# R Functions dpois, ppois, and rpois

Random varaible $$X$$ is distributed $$X \sim P(\lambda)$$ with mean $$\mu=\lambda$$ and variance $$\sigma^2 = \lambda$$ if $$X = x$$ is the number of successes in $$n$$ (many) trials when the probability of success $$\lambda / n$$ is small. The probability of $$X = k$$ successes is $$Pr(X = k) = (e^{-\lambda} \lambda^k)/k!$$.

R function dpois(x, lambda) is the probability of x successes in a period when the expected number of events is lambda. R function ppois(q, lambda, lower.tail) is the cumulative probability (lower.tail = TRUE for left tail, lower.tail = FALSE for right tail) of less than or equal to q successes. R function rpois(n, lambda) returns n random numbers from the Poisson distribution x ~ P(lambda). R function qpois(p, lambda, lower.tail returns the value (quantile) at the specified cumulative probability (percentile) p.

#### Example

What is the probability of making 2 to 4 sales in a week if the average sales rate is 3 per week?

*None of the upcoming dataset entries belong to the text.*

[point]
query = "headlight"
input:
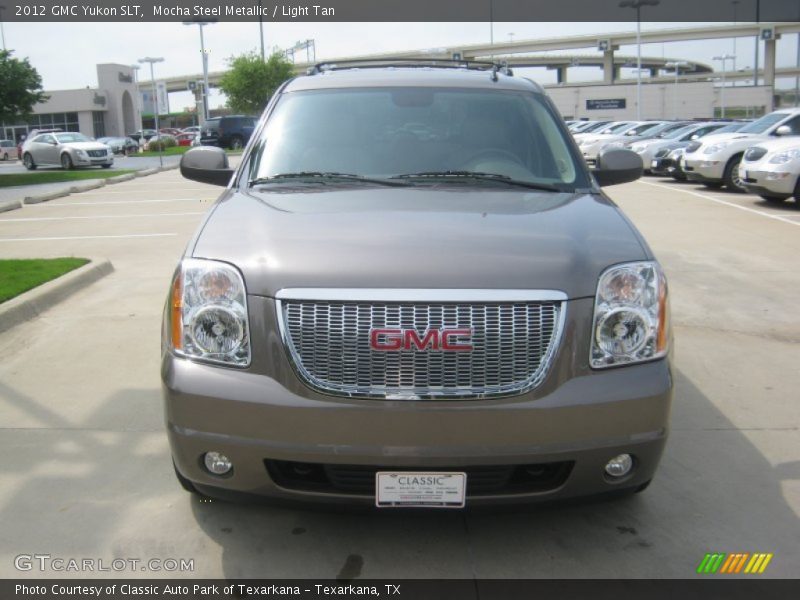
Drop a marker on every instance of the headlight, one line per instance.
(715, 147)
(786, 156)
(631, 315)
(207, 313)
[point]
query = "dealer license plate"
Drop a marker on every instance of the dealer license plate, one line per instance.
(422, 489)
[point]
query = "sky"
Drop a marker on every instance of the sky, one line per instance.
(65, 54)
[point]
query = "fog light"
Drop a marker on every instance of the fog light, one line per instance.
(619, 466)
(219, 464)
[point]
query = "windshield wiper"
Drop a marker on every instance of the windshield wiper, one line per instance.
(322, 176)
(480, 176)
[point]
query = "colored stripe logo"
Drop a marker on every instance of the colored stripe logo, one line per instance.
(734, 563)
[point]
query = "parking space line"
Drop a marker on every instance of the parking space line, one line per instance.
(88, 237)
(33, 219)
(719, 201)
(110, 202)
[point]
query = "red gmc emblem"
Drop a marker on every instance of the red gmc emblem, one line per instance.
(449, 340)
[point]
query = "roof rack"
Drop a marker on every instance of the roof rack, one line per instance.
(442, 63)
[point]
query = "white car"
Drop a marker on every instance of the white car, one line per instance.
(772, 169)
(714, 160)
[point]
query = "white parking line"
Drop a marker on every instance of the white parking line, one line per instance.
(32, 219)
(89, 237)
(718, 201)
(114, 202)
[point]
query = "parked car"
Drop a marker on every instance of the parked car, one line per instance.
(8, 150)
(68, 150)
(772, 169)
(666, 154)
(591, 145)
(228, 132)
(714, 160)
(145, 134)
(185, 139)
(372, 315)
(120, 145)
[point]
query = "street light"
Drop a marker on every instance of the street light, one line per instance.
(724, 58)
(677, 64)
(202, 24)
(135, 69)
(151, 60)
(638, 4)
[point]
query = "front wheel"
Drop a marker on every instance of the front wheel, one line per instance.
(731, 178)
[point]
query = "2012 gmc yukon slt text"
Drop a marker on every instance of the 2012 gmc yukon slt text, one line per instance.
(413, 293)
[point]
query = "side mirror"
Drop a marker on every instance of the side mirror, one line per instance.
(206, 164)
(617, 166)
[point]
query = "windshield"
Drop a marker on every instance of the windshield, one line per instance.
(64, 138)
(382, 133)
(764, 123)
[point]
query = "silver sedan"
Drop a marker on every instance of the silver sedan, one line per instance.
(68, 150)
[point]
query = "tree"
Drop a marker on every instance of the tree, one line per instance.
(250, 82)
(20, 87)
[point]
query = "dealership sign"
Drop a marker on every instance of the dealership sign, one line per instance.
(606, 104)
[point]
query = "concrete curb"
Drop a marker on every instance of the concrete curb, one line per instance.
(34, 302)
(89, 184)
(10, 205)
(120, 178)
(45, 197)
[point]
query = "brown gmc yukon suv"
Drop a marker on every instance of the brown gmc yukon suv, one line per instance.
(412, 292)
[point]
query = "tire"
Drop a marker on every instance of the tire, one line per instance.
(774, 199)
(66, 162)
(731, 176)
(237, 143)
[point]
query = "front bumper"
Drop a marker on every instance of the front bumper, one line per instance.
(759, 181)
(711, 169)
(254, 418)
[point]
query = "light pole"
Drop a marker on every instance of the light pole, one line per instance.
(638, 4)
(2, 31)
(202, 24)
(677, 66)
(724, 58)
(151, 60)
(135, 69)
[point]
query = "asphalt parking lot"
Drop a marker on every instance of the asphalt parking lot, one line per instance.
(87, 472)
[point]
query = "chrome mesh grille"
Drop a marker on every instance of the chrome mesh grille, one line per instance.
(329, 344)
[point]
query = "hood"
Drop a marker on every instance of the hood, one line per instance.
(418, 238)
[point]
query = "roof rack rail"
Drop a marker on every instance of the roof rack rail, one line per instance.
(443, 63)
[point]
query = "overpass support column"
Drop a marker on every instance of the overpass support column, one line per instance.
(609, 72)
(769, 68)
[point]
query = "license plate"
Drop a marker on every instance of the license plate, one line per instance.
(421, 489)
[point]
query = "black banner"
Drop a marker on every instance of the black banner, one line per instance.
(742, 588)
(397, 10)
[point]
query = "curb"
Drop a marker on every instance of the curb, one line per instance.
(89, 184)
(10, 205)
(34, 302)
(45, 197)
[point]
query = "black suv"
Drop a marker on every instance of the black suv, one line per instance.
(228, 132)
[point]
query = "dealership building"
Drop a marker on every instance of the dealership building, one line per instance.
(110, 109)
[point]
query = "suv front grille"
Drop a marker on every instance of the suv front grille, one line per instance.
(360, 479)
(512, 346)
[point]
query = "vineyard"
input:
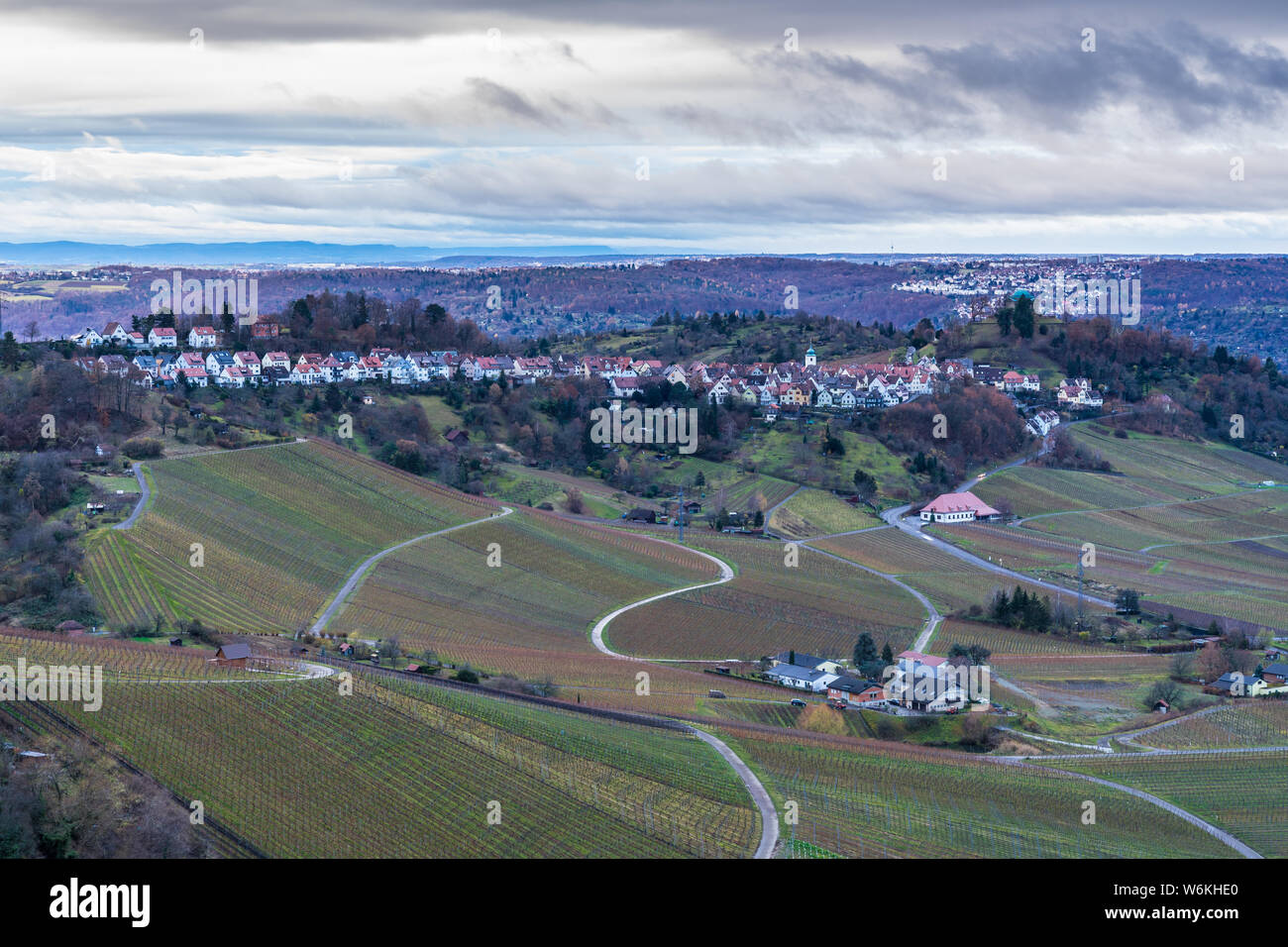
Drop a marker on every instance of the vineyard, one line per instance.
(819, 605)
(952, 583)
(1241, 792)
(1145, 471)
(1219, 519)
(1093, 692)
(1005, 641)
(406, 770)
(278, 528)
(552, 581)
(889, 801)
(815, 512)
(1214, 579)
(1245, 723)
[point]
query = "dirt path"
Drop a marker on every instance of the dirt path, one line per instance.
(360, 573)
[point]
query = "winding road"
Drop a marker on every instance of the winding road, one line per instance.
(145, 492)
(357, 575)
(759, 795)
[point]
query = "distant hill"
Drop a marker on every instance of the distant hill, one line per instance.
(64, 253)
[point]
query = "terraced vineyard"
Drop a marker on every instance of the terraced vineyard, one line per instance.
(1006, 641)
(600, 681)
(866, 800)
(1145, 471)
(415, 771)
(819, 607)
(554, 579)
(1220, 519)
(1244, 723)
(952, 583)
(279, 530)
(815, 512)
(1037, 489)
(1093, 692)
(1240, 792)
(1211, 579)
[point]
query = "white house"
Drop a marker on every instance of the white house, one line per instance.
(202, 338)
(957, 508)
(163, 338)
(802, 678)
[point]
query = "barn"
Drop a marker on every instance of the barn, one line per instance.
(958, 508)
(232, 655)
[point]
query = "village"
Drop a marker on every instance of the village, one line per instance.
(774, 389)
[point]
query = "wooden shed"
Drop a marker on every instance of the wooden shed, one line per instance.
(233, 655)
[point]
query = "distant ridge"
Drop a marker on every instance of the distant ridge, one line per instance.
(267, 253)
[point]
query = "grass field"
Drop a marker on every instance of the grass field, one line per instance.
(1241, 793)
(819, 605)
(1244, 723)
(1091, 692)
(875, 800)
(1197, 579)
(278, 528)
(816, 512)
(553, 581)
(1006, 641)
(952, 583)
(1146, 470)
(529, 487)
(415, 771)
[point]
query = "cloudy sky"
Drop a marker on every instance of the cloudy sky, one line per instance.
(648, 124)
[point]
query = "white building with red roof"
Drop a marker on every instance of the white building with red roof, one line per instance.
(957, 508)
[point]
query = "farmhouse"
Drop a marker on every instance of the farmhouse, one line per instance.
(1275, 674)
(803, 660)
(232, 655)
(958, 508)
(854, 692)
(162, 338)
(914, 682)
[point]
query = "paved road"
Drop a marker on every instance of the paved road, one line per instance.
(1222, 835)
(932, 616)
(145, 492)
(768, 813)
(356, 577)
(596, 634)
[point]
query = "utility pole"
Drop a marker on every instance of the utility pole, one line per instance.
(1080, 589)
(681, 519)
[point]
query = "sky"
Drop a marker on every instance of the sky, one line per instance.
(919, 127)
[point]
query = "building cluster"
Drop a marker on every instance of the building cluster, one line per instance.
(771, 386)
(905, 684)
(1078, 393)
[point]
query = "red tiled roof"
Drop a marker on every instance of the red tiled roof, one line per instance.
(957, 502)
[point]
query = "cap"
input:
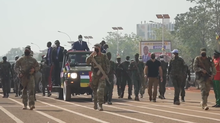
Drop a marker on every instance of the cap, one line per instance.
(203, 49)
(175, 51)
(217, 52)
(118, 57)
(97, 45)
(57, 41)
(80, 36)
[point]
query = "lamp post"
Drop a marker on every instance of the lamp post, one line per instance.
(65, 34)
(88, 37)
(163, 16)
(117, 28)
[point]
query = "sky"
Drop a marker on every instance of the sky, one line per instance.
(38, 21)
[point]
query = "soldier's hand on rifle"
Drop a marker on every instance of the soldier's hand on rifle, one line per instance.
(204, 71)
(32, 70)
(189, 78)
(211, 78)
(93, 53)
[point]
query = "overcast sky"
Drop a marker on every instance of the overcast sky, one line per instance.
(37, 21)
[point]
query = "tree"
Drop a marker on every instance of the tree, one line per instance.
(128, 44)
(14, 52)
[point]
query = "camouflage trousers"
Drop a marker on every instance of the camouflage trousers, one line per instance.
(98, 86)
(205, 88)
(109, 89)
(126, 79)
(143, 86)
(28, 91)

# Using cumulative probability
ppois(q = 4, lambda = 3, lower.tail = TRUE) -
ppois(q = 1, lambda = 3, lower.tail = TRUE)
## [1] 0.616115
# Using exact probability
dpois(x = 2, lambda = 3) +
dpois(x = 3, lambda = 3) +
dpois(x = 4, lambda = 4)
## [1] 0.6434504
# expected number of sales = lambda = 3

# variance = lambda = 3

library(ggplot2)
library(dplyr)
options(scipen = 999, digits = 2) # sig digits

events <- 0:10
density <- dpois(x = events, lambda = 3)
prob <- ppois(q = events, lambda = 3, lower.tail = TRUE)
df <- data.frame(events, density, prob)
ggplot(df, aes(x = factor(events), y = density)) +
geom_col() +
geom_text(
aes(label = round(density,2), y = density + 0.01),
position = position_dodge(0.9),
size = 3,
vjust = 0
) +
labs(title = "PMF and CDF of Poisson Distribution",
subtitle = "P(3).",
x = "Events (x)",
y = "Density") +
geom_line(data = df, aes(x = events, y = prob))

#### Example

Suppose a baseball player has a p=.300 batting average. What is the probability of X<=150 hits in n=500 at bats? X=150? X>150?

# probability of x <= 150
ppois(q = 150, lambda = .300 * 500, lower.tail = TRUE)
## [1] 0.52
# probability of x = 150
dpois(x = 150, lambda = .300 * 500)
## [1] 0.033
# probability of x > 150
ppois(q = 150, lambda = .300 * 500, lower.tail = FALSE) 
## [1] 0.48
library(ggplot2)
library(dplyr)
options(scipen = 999, digits = 2) # sig digits

hits <- 0:100 * 3
density <- dpois(x = hits, lambda = .300 * 500)
prob <- ppois(q = hits, lambda = .300 * 500, lower.tail = TRUE)
df <- data.frame(hits, density, prob)
ggplot(df, aes(x = hits, y = density)) +
geom_col() +
labs(title = "Poisson(150)",
subtitle = "PMF and CDF of Poisson(3) distribution.",
x = "Hits (x)",
y = "Density") +
geom_line(data = df, aes(x = hits, y = prob))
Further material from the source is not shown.